Looking to move out of the city for a little more space?
How does 6,000 sq ft of living space spread over three floors sound?
For £2 million, you could live in this country manor with an impressive drawing room, sitting/dining room, kitchen/breakfast room, library, study, snug and bathroom on the ground floor and seven bedrooms, some with dressing rooms, and three bathrooms spread across the first and second floors.
And on top of that, the property has 12 acres of land, which includes a number of outbuildings. A former dairy building was converted into a one-bedroom cottage to provide extra accommodation to the main house.
There is also a 17th century long barn that could be converted, subject to planning consent, a range of store rooms, stabling, open bay garaging, a chicken run and hay loft.
The grounds include an Elizabethan walled garden which has been formally landscaped with box hedging, topiary, a pond and ornamental trees.
There is also a large lawn leading to the moat and mature woodland beyond, a swimming pool and terrace, and meadowland good for grazing.
This Grade II listed home in the Norfolk village of Wilby, is believed to have been built by Sir Thomas Lovell and dates back to the late 16th century.
Since it was built over 400 years ago, it has had quite a history.
It was once visited by Oliver Cromwell and later, home to the real-life JR Hartley – a character featured in a famous 1980s Yellow Pages advert about an elderly gentleman looking for a fly fishing book.
It prompted some to search for the fictional book and Michael Russell, who was an accomplished fly-fisherman himself, ghost wrote it. It was published in 1991 and sold 130,000 copies within weeks.

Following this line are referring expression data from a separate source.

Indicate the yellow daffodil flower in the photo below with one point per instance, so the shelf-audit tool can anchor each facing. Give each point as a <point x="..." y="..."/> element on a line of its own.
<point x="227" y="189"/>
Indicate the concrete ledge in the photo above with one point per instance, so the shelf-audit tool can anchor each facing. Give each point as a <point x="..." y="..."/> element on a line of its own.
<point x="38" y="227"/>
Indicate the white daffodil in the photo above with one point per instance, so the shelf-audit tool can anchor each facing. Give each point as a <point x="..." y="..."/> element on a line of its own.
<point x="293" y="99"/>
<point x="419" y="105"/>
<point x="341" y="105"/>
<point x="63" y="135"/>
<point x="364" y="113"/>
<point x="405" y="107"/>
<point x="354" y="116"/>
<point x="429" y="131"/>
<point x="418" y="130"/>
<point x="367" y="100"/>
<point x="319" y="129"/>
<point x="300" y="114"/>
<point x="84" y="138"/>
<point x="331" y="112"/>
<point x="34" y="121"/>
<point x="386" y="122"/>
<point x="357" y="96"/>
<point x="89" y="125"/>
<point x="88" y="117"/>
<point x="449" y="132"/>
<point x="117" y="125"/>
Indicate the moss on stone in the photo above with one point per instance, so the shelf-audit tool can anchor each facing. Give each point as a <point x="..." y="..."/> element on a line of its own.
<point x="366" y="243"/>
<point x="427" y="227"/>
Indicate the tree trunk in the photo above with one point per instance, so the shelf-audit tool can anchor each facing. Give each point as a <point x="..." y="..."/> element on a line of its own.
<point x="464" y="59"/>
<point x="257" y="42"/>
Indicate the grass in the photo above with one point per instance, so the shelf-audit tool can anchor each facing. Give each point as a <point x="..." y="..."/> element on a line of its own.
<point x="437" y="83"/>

Shortly before the royalty cheques, his wife Nicole Yarde-Buller was bequeathed a small fortune from her father, 4th Baron Churston, and they bought Wilby Hall.
The house became the seat of Michael Russell Publishing, from where he published more than 500 titles, often memoirs or biographies, some fictional.
Following Russell’s death aged 86 last year, the grand home is now on the market with estate agents Savills for the first time in 30 years.
Ben Rivett, from Savills, said: ‘The key thing about this property is the presence of it. As you drive up the tree-lined drive and catch a glimpse of the house, it’s just a magical spot there.
‘The architecture speaks for itself. It looks a big and imposing house, and it is, but inside it’s not unmanageable and sprawling, every room has a use.
‘That’s the charm of it, an Elizabethan country house over a manageable scale and in a quiet bit of countryside but with easy access to the A11, which is a direct route to London.
‘It sits directly in the middle of 12 acres, it’s partly moated, there’s a cottage which has been very nicely done and a range of outbuildings which is a blank canvas for anyone – they could be holiday cottages, a party barn or somewhere to house your classic car collection.’